Average-12.9 chromosome imbalances coupling with 15 differential expression genes possibly involved in the carcinogenesis, progression and metastasis of supraglottic laryngeal squamous cell cancer

2006 
Objective With the objective of discovering novel putative chromosomal regions and special genes involved in the carcinogenesis, progression and metastasis of laryngeal squamous cell cancer (LSCC). Methods DNA copy profile of LSCC were obtained and analyzed by comparative genomic hybridization (CGH) and a computerized digital image analysis system. cDNA microarray of LSCC was performed and the profile was analyzed by Hierarchical clustering.
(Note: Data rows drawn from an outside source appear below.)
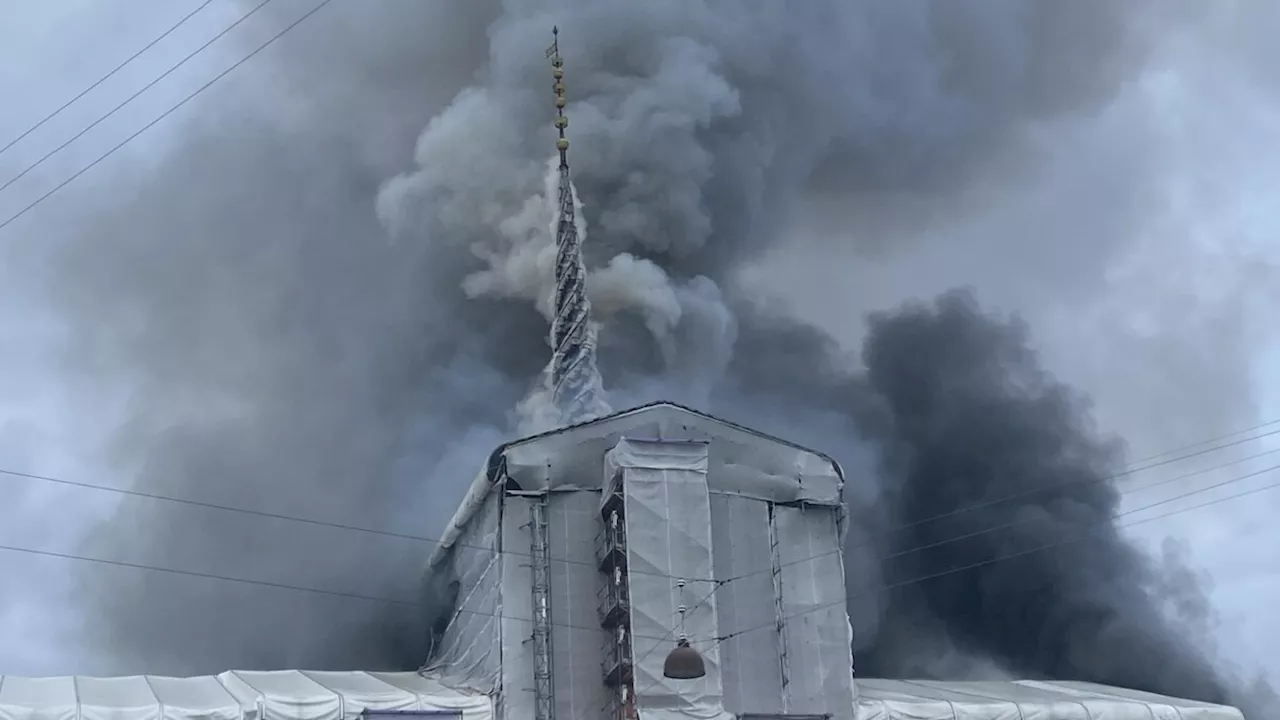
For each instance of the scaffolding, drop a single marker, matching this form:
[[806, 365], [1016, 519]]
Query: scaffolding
[[544, 687], [616, 604]]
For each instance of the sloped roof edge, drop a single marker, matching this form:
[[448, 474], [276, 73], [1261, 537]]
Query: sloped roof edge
[[496, 456]]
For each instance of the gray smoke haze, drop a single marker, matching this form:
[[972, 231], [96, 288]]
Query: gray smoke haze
[[321, 309]]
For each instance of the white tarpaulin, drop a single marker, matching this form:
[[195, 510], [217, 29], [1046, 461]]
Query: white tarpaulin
[[286, 695], [816, 636], [668, 536], [1023, 700]]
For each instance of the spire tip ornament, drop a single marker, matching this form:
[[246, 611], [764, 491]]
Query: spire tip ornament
[[575, 379]]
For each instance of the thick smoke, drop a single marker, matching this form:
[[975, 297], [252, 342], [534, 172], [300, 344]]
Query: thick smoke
[[311, 324]]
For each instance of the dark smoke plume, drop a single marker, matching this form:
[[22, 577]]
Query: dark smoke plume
[[315, 315]]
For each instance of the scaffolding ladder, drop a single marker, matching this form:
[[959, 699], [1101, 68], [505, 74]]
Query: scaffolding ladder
[[544, 706]]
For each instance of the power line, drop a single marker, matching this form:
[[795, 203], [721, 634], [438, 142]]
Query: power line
[[135, 96], [1011, 556], [1091, 481], [528, 555], [716, 641], [104, 78], [1165, 482], [165, 114]]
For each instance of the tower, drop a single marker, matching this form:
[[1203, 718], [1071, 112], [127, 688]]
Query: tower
[[572, 374]]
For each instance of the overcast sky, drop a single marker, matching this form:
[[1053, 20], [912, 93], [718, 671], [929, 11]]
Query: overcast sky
[[54, 50]]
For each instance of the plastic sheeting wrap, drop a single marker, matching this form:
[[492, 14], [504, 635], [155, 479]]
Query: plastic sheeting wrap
[[668, 536], [577, 639], [1024, 700], [287, 695], [470, 651], [517, 610], [750, 666], [817, 642], [741, 460]]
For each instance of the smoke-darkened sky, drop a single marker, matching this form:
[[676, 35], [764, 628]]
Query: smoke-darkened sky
[[312, 291]]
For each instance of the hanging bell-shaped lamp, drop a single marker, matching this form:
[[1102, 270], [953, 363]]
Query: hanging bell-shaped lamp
[[684, 662]]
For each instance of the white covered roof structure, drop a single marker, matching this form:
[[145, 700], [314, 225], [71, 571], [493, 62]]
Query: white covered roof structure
[[236, 695], [1024, 700], [297, 695]]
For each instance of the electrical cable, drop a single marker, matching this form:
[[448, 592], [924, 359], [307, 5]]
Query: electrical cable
[[163, 115], [132, 98], [108, 76], [1011, 556], [528, 555], [718, 639]]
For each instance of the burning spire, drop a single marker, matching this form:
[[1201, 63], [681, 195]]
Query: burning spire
[[575, 381]]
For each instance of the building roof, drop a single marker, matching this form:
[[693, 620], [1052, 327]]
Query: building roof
[[236, 695], [743, 460], [1024, 700]]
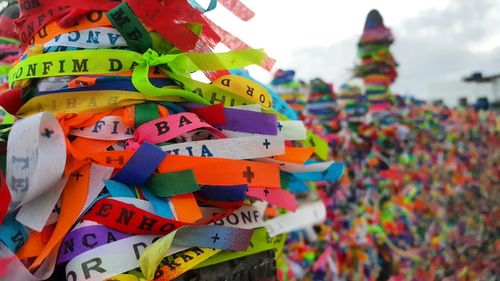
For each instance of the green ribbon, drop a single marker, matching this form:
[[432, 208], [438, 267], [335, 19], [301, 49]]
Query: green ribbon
[[174, 183]]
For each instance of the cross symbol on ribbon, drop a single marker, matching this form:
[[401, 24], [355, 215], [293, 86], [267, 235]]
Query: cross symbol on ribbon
[[215, 237], [77, 175], [47, 133], [280, 126], [266, 143], [248, 174]]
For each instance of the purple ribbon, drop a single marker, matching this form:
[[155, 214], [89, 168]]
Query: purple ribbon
[[250, 122]]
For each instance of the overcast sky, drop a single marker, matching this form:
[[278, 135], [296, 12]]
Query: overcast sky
[[436, 40]]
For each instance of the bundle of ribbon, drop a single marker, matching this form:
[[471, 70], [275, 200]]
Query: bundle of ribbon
[[408, 206], [124, 167], [9, 51], [294, 92], [378, 67]]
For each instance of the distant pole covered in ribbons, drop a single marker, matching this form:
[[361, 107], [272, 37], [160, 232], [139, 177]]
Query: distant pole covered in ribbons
[[377, 67]]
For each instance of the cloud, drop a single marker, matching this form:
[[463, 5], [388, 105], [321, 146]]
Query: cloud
[[433, 46]]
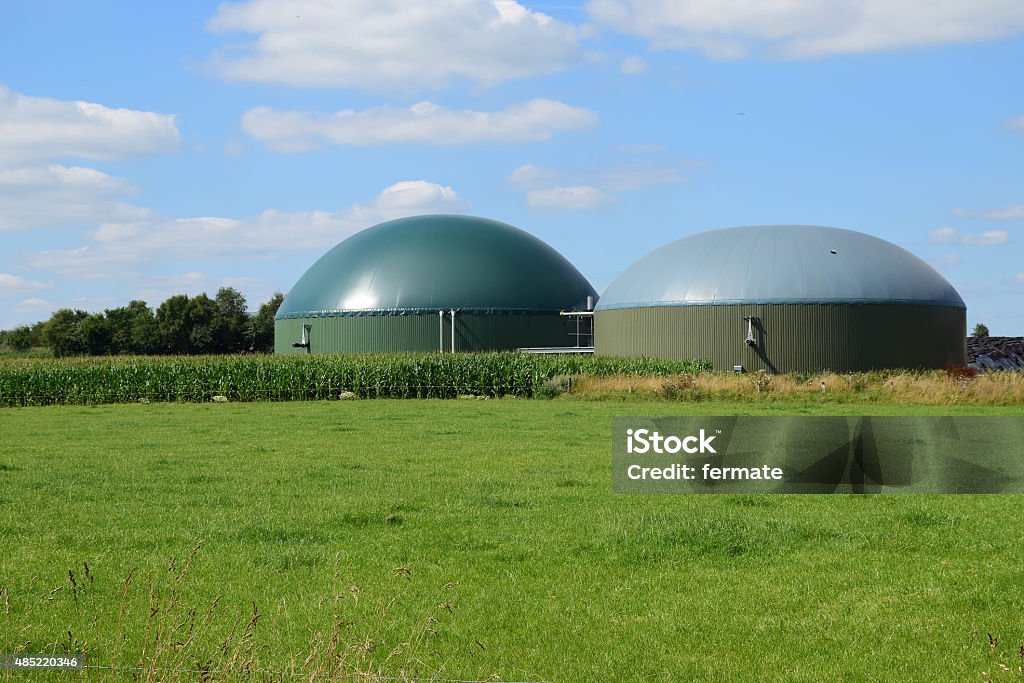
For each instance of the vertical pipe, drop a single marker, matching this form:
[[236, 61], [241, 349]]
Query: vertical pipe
[[453, 330]]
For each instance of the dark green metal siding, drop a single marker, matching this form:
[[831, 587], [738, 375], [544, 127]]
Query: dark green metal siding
[[474, 332], [791, 337]]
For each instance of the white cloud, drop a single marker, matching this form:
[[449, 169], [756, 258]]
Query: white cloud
[[387, 44], [60, 195], [579, 198], [11, 283], [1004, 213], [120, 249], [424, 123], [633, 66], [987, 239], [43, 129], [942, 236], [793, 29], [947, 260]]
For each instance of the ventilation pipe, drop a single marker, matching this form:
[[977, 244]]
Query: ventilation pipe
[[453, 330], [440, 331]]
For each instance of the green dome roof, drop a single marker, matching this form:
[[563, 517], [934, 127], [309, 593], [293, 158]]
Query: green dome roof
[[427, 263]]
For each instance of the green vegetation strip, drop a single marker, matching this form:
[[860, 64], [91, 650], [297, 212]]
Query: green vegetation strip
[[470, 540], [246, 378]]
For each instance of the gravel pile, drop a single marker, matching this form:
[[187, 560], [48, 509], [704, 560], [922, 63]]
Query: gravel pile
[[995, 352]]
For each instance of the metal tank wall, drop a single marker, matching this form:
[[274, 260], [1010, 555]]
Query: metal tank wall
[[421, 332], [839, 337]]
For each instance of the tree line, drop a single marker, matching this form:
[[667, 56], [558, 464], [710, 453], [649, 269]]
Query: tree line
[[181, 325]]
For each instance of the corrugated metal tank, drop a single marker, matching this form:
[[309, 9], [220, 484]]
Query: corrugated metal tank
[[809, 298], [382, 289]]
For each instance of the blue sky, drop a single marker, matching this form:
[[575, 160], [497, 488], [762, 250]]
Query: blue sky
[[155, 148]]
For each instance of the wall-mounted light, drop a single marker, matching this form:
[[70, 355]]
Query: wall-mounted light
[[750, 341], [304, 342]]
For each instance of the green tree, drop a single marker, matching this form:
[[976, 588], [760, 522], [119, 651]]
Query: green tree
[[173, 324], [96, 333], [261, 325], [19, 338], [133, 329], [230, 321], [64, 333], [201, 318]]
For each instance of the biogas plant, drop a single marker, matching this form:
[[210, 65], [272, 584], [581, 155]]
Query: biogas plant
[[778, 298]]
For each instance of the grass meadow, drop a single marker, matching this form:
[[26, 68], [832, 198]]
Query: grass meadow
[[475, 540]]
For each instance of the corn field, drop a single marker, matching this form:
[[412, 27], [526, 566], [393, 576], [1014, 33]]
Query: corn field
[[249, 378]]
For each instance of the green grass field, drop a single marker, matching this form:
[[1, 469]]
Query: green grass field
[[476, 539]]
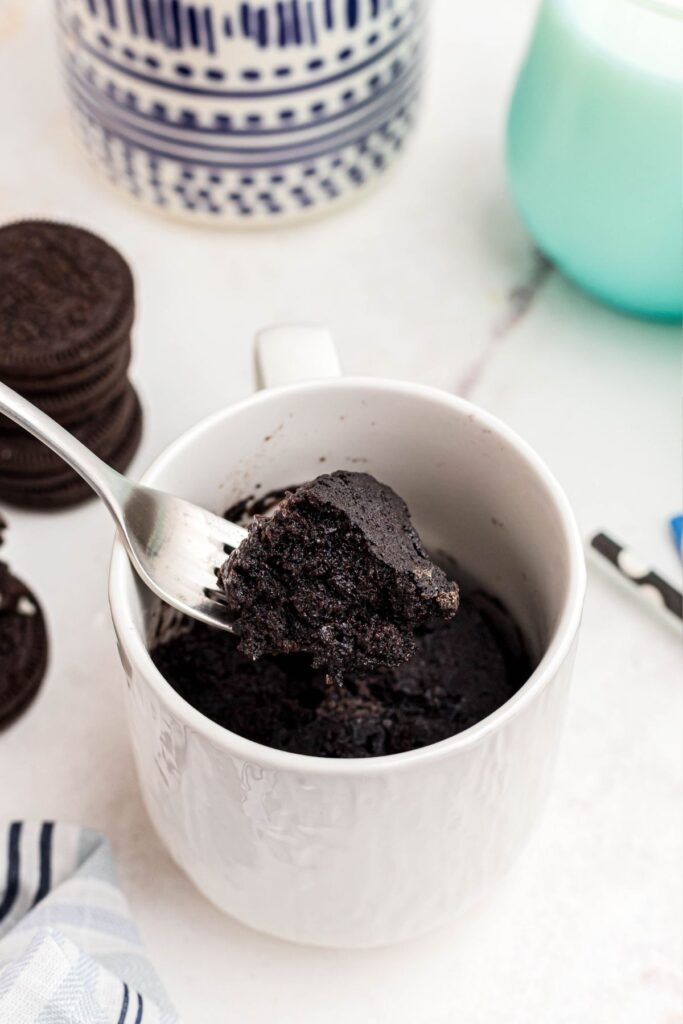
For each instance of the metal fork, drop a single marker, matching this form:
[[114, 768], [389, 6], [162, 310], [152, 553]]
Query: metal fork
[[175, 547]]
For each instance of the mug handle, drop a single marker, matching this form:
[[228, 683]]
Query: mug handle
[[290, 353]]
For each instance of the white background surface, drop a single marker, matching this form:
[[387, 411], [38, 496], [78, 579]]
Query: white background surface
[[418, 283]]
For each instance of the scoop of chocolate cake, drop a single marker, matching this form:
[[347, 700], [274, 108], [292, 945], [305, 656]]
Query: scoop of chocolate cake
[[339, 572]]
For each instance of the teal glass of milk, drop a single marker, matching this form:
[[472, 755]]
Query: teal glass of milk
[[594, 147]]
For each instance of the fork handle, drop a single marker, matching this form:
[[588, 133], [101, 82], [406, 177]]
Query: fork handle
[[112, 486]]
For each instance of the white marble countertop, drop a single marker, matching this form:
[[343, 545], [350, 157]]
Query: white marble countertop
[[417, 282]]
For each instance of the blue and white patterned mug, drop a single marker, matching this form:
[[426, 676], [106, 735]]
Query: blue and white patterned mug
[[243, 112]]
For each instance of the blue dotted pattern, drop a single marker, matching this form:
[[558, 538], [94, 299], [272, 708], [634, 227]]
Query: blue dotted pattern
[[312, 145]]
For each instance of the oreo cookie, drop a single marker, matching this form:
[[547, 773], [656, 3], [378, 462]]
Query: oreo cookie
[[74, 404], [24, 456], [65, 296], [67, 310], [63, 489], [24, 646]]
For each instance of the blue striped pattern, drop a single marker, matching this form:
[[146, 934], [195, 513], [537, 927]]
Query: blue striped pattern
[[263, 139], [58, 899], [180, 25]]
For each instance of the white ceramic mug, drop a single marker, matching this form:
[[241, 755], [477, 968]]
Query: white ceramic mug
[[361, 852]]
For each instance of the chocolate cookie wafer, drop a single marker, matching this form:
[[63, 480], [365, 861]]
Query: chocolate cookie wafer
[[67, 309], [66, 296], [61, 489], [24, 645], [75, 404]]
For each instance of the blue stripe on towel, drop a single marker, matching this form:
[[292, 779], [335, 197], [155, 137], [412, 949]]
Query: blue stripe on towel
[[124, 1006], [45, 861], [13, 863], [140, 1005]]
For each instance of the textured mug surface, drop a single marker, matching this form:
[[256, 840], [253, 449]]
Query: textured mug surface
[[363, 852], [243, 113]]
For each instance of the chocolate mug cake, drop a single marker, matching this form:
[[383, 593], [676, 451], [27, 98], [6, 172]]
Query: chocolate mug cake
[[352, 642]]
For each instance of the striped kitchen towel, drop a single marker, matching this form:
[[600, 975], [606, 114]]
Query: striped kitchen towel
[[70, 952]]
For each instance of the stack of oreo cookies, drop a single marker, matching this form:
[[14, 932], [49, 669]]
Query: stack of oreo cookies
[[67, 309]]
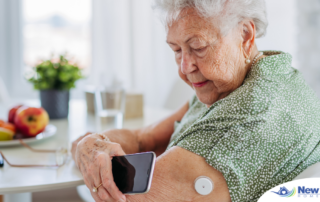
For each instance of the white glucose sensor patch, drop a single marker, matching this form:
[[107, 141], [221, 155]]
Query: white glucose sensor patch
[[203, 185]]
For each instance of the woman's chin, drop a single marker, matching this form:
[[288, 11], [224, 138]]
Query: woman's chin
[[206, 99]]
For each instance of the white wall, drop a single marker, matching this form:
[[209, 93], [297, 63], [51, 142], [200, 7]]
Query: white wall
[[282, 30]]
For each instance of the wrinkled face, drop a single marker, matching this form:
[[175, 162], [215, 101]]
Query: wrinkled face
[[213, 65]]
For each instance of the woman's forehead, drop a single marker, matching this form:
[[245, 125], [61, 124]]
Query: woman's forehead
[[190, 24]]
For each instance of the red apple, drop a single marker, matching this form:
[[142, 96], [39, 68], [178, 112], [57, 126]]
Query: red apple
[[12, 113], [31, 121]]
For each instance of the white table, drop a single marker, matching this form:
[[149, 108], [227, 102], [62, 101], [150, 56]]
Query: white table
[[18, 183]]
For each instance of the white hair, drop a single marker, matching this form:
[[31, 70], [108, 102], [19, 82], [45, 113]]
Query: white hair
[[226, 13]]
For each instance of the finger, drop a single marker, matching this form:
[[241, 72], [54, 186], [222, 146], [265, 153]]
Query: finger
[[108, 183], [95, 169], [95, 196], [116, 150], [103, 194]]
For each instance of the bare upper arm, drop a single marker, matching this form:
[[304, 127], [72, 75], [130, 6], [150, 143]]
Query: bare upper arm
[[156, 136], [174, 176]]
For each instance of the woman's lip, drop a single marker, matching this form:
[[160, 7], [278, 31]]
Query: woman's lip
[[200, 84]]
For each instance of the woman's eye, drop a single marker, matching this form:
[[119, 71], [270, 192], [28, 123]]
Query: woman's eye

Results CGH analysis showed average-12.9 gains and losses of chromosomes in LSCC. Relatively high frequencies of gains were found at 3q15-21 (14/18), 5p12-13 (11/18), 8q22-24 (6/18), 11q12-13 (8/18), 15q21-23 (7/18) and 18p11 (8/18), while those of losses at 1p13-21 (8/18), 3p21-23 (14/18), 5q21-22 (14/18), 9p12-pter (11/18) and 13q21-31 (8/18). Hierarchical clustering analysis showed that the differentially expressed genes were segregated into three groups. Three genes differentially expressed in processⅠ( normal tissue to cancer) and processⅡ(cancer to lymph node metastasis), and the Cy5/Cy3 ratios of twelve genes were either higher than 5.0 or lower than 0.2 in processⅠor processⅡ. The fifteen special genes were first reported possibly to be the relationships with LSCC. In particular, 4 genes of them, which were cytochrome C oxidase Ⅴa, PPBP, EPHX2 and PON1, were first reported to correlate with tumorigenesis. SH3GL2, which was one of the 15 special genes, was located at one of the special chromosome regions, 9p12-pter. Conclusion The important genes and special chromosomal aberrances might provide us a clue for further investigation of carcinogenesis, progression and metastasis in LSCC.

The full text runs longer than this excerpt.